While we were doing the research for this page, we came across a much better on-line source of information than we could ever produce. Thus, we will keep this page short, and commend any readers to Guideline to the morphological species description for the Sponge Barcoding Database (SBD). That site also refers to Hooper (2000), which is an excellent source, but the web version of Hooper's work has no illustrations. The Guideline has illustrations but no written definitions. For the most part, you won't need written definitions, but they are useful for getting grounded in the system. Hence, we supply the following as a sort of introduction to the most basic terms. Another useful source for spicule terms is Andri et al. (2001). It is most easily used in HTML format at this link. A useful review of sponge spicules in general, but not so convenient for issues of terminology, is Uriz (2006).
Actually, there ought to be some way of discussing sponges without getting enmeshed in the terminology of spicules. We actually tried to do this, but ultimately failed. The subject can't be ignored, won't fit in a glossary entry, and is simply too boring to slip into some phylogenetic discussion. We will restrict the discussion to megascleres -- the large, structural spicules. Megasclere terms are built from (a) a numerical prefix, (b) a structural suffix, and sometimes (c) some sort of language-specific grunt at the end.
Prefixes: nothing peculiar here, except the unholy mixture of Latin and Greek roots:
Mono- = 1
Di- = 2
Tri- = 3
Tetr- = 4
Hex- = 6
Suffixes: this is where it gets trickier. Many sources and some textbooks confuse these three:
-actine = rays
-axon = axes
-radiate = rays in a single plane
Grunts: ignore these
-al (unnecessary sur-suffix for adjectives)
A "ray" or actine is supposed to refer to a growth zone. That is, a ray theoretically represents the position of one terminal sclerocyte spicule-forming cell). Unfortunately, that particular theory can be difficult to put into practice. Multiple sclerocytes often cooperate on a single growth zone, split up to form branches or forks, or just wander around doing maintenance.
A more practical (and biologically reasonable) way to rationalize the nomenclature is to imagine each spicule element as an axis emanating from the center of the spicule. If the axis grows in only one direction out from the center, it is monactine. If the axis grows also grows in the opposite direction, it is diactine. So far as we know, these are the only two possibilities for sponge spicules.

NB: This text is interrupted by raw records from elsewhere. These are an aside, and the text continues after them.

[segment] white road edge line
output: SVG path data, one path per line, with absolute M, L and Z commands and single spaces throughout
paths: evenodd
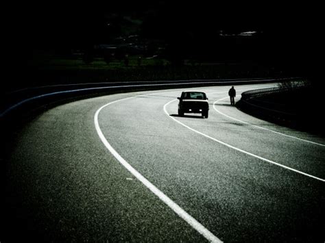
M 311 143 L 311 144 L 316 144 L 316 145 L 320 145 L 320 146 L 325 146 L 325 144 L 320 144 L 320 143 L 318 143 L 318 142 L 315 142 L 307 140 L 305 140 L 305 139 L 297 138 L 297 137 L 295 137 L 295 136 L 290 136 L 290 135 L 278 132 L 278 131 L 274 131 L 274 130 L 271 130 L 271 129 L 267 129 L 267 128 L 265 128 L 265 127 L 259 127 L 259 126 L 257 126 L 257 125 L 256 125 L 250 124 L 250 123 L 244 122 L 243 120 L 241 120 L 237 119 L 237 118 L 233 118 L 233 117 L 232 117 L 232 116 L 228 116 L 228 115 L 225 114 L 224 113 L 222 113 L 221 112 L 220 112 L 219 110 L 217 110 L 217 109 L 215 107 L 215 104 L 217 103 L 217 102 L 219 102 L 219 101 L 222 101 L 222 100 L 226 99 L 228 99 L 228 97 L 224 97 L 224 98 L 222 98 L 222 99 L 218 99 L 217 101 L 215 101 L 213 103 L 213 109 L 214 109 L 217 112 L 218 112 L 219 114 L 221 114 L 221 115 L 223 115 L 223 116 L 226 116 L 226 117 L 228 117 L 228 118 L 232 119 L 232 120 L 237 120 L 237 121 L 238 121 L 238 122 L 239 122 L 239 123 L 243 123 L 243 124 L 250 125 L 251 125 L 251 126 L 252 126 L 252 127 L 257 127 L 257 128 L 259 128 L 259 129 L 261 129 L 269 131 L 271 131 L 271 132 L 274 133 L 276 133 L 276 134 L 279 134 L 279 135 L 282 135 L 282 136 L 286 136 L 286 137 L 288 137 L 288 138 L 296 139 L 296 140 L 300 140 L 300 141 L 302 141 L 302 142 L 309 142 L 309 143 Z
M 141 96 L 141 95 L 140 95 Z M 140 97 L 139 96 L 139 97 Z M 98 116 L 99 112 L 106 107 L 112 105 L 115 103 L 125 101 L 136 97 L 132 97 L 125 98 L 115 101 L 110 102 L 101 106 L 98 109 L 94 116 L 94 123 L 96 131 L 99 136 L 103 144 L 108 149 L 108 151 L 115 157 L 115 158 L 130 172 L 138 180 L 139 180 L 143 185 L 145 185 L 150 191 L 152 191 L 156 196 L 157 196 L 162 202 L 164 202 L 168 207 L 169 207 L 173 211 L 176 213 L 180 218 L 185 220 L 189 225 L 190 225 L 194 229 L 202 235 L 206 240 L 210 242 L 222 242 L 218 238 L 213 235 L 208 229 L 205 228 L 201 225 L 197 220 L 186 212 L 182 208 L 178 205 L 173 202 L 171 199 L 166 196 L 162 192 L 154 186 L 150 181 L 149 181 L 145 177 L 140 174 L 136 170 L 135 170 L 130 164 L 128 164 L 110 144 L 107 141 L 106 138 L 101 131 L 99 123 L 98 122 Z
M 276 166 L 280 166 L 280 167 L 284 168 L 285 168 L 285 169 L 287 169 L 287 170 L 289 170 L 296 172 L 297 172 L 297 173 L 299 173 L 299 174 L 305 175 L 305 176 L 309 177 L 311 177 L 311 178 L 315 179 L 317 179 L 317 180 L 319 180 L 319 181 L 323 181 L 323 182 L 325 181 L 325 179 L 324 179 L 315 177 L 315 176 L 313 176 L 313 175 L 309 175 L 309 174 L 303 172 L 302 172 L 302 171 L 296 170 L 296 169 L 292 168 L 291 168 L 291 167 L 288 167 L 288 166 L 284 166 L 284 165 L 282 165 L 282 164 L 280 164 L 274 162 L 273 162 L 273 161 L 272 161 L 272 160 L 269 160 L 269 159 L 263 158 L 263 157 L 261 157 L 261 156 L 254 155 L 254 154 L 253 154 L 253 153 L 252 153 L 247 152 L 247 151 L 244 151 L 244 150 L 242 150 L 242 149 L 241 149 L 237 148 L 237 147 L 235 147 L 235 146 L 232 146 L 232 145 L 230 145 L 230 144 L 227 144 L 227 143 L 226 143 L 226 142 L 222 142 L 222 141 L 218 140 L 216 139 L 216 138 L 212 138 L 212 137 L 209 136 L 208 135 L 204 134 L 204 133 L 202 133 L 202 132 L 200 132 L 200 131 L 197 131 L 197 130 L 195 130 L 195 129 L 193 129 L 193 128 L 191 128 L 191 127 L 190 127 L 186 125 L 185 124 L 184 124 L 184 123 L 180 122 L 180 121 L 178 120 L 177 119 L 176 119 L 176 118 L 174 118 L 173 117 L 171 116 L 170 114 L 168 114 L 168 112 L 167 112 L 167 110 L 166 110 L 166 107 L 167 107 L 168 105 L 169 105 L 171 103 L 174 102 L 174 101 L 177 101 L 177 99 L 171 100 L 171 101 L 167 103 L 164 105 L 164 111 L 165 111 L 165 113 L 166 113 L 166 114 L 167 114 L 171 119 L 175 120 L 176 123 L 180 124 L 181 125 L 182 125 L 183 127 L 186 127 L 186 128 L 190 129 L 191 131 L 194 131 L 195 133 L 198 133 L 198 134 L 200 134 L 200 135 L 202 135 L 202 136 L 204 136 L 204 137 L 206 137 L 206 138 L 209 138 L 209 139 L 210 139 L 210 140 L 213 140 L 213 141 L 215 141 L 215 142 L 219 142 L 219 143 L 221 144 L 225 145 L 225 146 L 228 146 L 228 148 L 230 148 L 230 149 L 234 149 L 234 150 L 236 150 L 236 151 L 239 151 L 239 152 L 245 153 L 246 155 L 248 155 L 254 157 L 256 157 L 256 158 L 257 158 L 257 159 L 261 159 L 261 160 L 265 161 L 265 162 L 268 162 L 268 163 L 270 163 L 270 164 L 273 164 L 276 165 Z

Perhaps there are sponges out there which build boomerang-shaped axes which curve sharply at the center, so that the two ends do not grow in opposite directions. Too bad. It will probably be described as diaxonic, not diactine. That is, it will be conceived as having two separate axes, rather than a single, curved axis with two growing ends.
Further, it makes no difference whether the axis curves, branches, or forks beyond the center. Such ornamentation, however Baroque, does not alter the count of either rays or axes. .
The system becomes a bit ambiguous in a number of cases. For example, some spicules look like a trident, with one long ray and three short, curved rays at one end. Is this a tetraxon, or perhaps an ornamented diactinic monaxon? The tendency is to treat such cases as tetraxons.
Finally, We have found one special case, with no obvious explanation. If we ever find the explanation, we will add it here. This case deals with an apparently simple tetraradiate diaxon: a '+' sign configuration. This is frequently classified as a triaxon. One possible reason is that spicules are small and fragile. Particularly with fossil materials, it can be impossible to tell whether the spicule is actually a tetraradiate diaxon, or the broken remains of a (much more common) hexactine triaxon (see image for an example). Unfortunately, the latter are diagnostic of Hexactinellida, so this practice can lead to problems.
 If we were able to write our own spicule nomenclature, we would include the terminology of Baroque ornamentation. This would allow for curved axes (appoggiaturi), terminal splitting (mordents), irregular turns (turns), and little sprays of spikelets (trills), all of which are as common in sponges as in Scarlatti.